The IP Translator case concerned the use of class headings when filing applications to register trade marks.
In 2003, the Community Trade Marks Office decided that an application to register a trade mark in a particular class could cover all of the goods or services in that class by reciting the Nice Classification heading (Communication No. 4/03 of the President of the Office 16 June 2003).
The Chartered Institute of Patent Agents (CIPA) filed an application at the UK Intellectual Property Office (IPO) to register the trade mark IP Translator. The application covered the Nice Classification class heading for class 41, namely “Education; providing of training; entertainment; sporting and cultural activities”. The application was considered by the IPO to cover all of the services in class 41 including translation services and was objected to on the basis that the trade mark was descriptive of translation services even though those services were not clearly covered by any of the terms used in the class heading.
CIPA argued that translation services were not covered by the specification as filed and appealed.
Ultimately the following questions were referred to the Court of Justice of the European Union (CJEU) for a ruling:
1. Is it necessary for the various goods or services covered by a trade mark application to be identified with any and if so what particular degree of clarity and precision?
2. Is it permissible to use the general words of the class headings of the [Nice Classification] for the purpose of identifying the various goods or services covered by a trade mark application?
3. Is it necessary or permissible for such use of the general words of the Class Headings of [the Nice Classification] to be interpreted in accordance with Communication No 4/03 …?’
The CJEU held that –
- Goods and services for which protection is sought shall be identified with enough clarity and precision to enable the relevant authorities and economic operators to determine the extent of the protection conferred by the trade mark based on the list of goods and services alone.
- It is possible to use the class headings of the Nice Classification to identify the goods and services for which protection is sought provided such identification is sufficiently clear and precise.
- If the general indications of a class heading are used to identify the goods and services for which protection of the trade mark is sought, the applicant must specify whether the application is intended to cover all of the goods or services included in the alphabetical list of that class or only some of those goods or services.
- If the application covers only some of those items the applicant must specify which of the goods or services in that class are to be covered.
How has the Community Trade Marks office reacted?
OHIM has issued Communication No.2/122 of the President of 20/06/2012 (http://oami.europa.eu/ows/rw/resource/documents/CTM/legalReferences/decisionPresident/com_2_12.pdf) which indicates that –
- The office will continue to accept class headings on a case by case basis.

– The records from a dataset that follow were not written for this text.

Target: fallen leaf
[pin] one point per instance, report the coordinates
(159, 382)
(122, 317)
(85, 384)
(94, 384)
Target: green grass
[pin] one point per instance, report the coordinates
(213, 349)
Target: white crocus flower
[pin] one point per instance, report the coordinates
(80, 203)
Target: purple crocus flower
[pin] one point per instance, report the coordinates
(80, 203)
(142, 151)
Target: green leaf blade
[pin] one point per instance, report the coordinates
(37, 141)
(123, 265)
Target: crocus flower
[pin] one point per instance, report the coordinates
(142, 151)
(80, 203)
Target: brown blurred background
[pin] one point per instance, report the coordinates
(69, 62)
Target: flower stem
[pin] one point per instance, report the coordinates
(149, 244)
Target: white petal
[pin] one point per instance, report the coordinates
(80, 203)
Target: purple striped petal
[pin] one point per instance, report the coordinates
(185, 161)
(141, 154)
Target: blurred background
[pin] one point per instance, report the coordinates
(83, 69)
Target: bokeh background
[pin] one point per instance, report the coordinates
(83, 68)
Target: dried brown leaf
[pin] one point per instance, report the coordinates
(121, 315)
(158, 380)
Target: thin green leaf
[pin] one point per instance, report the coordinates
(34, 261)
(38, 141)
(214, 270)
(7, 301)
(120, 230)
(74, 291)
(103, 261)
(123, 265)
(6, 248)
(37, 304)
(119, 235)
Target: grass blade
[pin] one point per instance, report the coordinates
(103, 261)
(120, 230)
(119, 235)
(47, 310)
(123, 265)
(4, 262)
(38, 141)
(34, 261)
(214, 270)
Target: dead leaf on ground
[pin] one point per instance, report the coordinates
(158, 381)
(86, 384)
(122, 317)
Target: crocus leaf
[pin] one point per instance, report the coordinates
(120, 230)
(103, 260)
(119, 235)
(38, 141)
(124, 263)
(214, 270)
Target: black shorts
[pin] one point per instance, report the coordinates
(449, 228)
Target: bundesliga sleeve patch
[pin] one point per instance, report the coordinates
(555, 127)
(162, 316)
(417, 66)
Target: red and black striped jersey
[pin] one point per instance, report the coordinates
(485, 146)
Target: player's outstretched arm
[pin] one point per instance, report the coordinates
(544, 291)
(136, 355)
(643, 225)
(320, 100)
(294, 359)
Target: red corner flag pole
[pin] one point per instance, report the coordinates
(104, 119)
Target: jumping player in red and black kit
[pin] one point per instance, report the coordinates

- The Acceptable terms will be specified in guidelines issued by the office.
- The Applicant will have to specify if the application is to cover all of the goods or services included in the alphabetical list of the class.
Subsequently, various National Offices along with the OHIM are working within the Convergence Programme (referred to in Communication 2/12) to reach agreement on which general indications within the Class headings are acceptable and which are not.
What about the Irish Patents Office?
The Irish Patents Office, based on the fact that certain of the general indications will not be sufficient to provide the precision and clarity necessary to enable competent authorities and economic operators to be clear on the extent of the protection being sought, also produced a list of those general indications in the class headings which will not be acceptable and which will be acceptable.
The Irish Patents Office has also produced comprehensive guidelines as to what might or not be acceptable to the Office and these are available on request.
The basic idea behind the Irish Patents Office guidelines is that that when specifying the list of goods and services to be covered by a trade mark application there must be sufficient clarity such that the extend of the protection being sought or obtained will be clear to the Irish Patents Office and to third parties.
The Irish Patents Office will not accept a simple statement that the class heading is intended to include all of the items included in the alphabetical list. Rather the Irish patents Office will insist that the need to be clear and precise in the stating of the goods and services.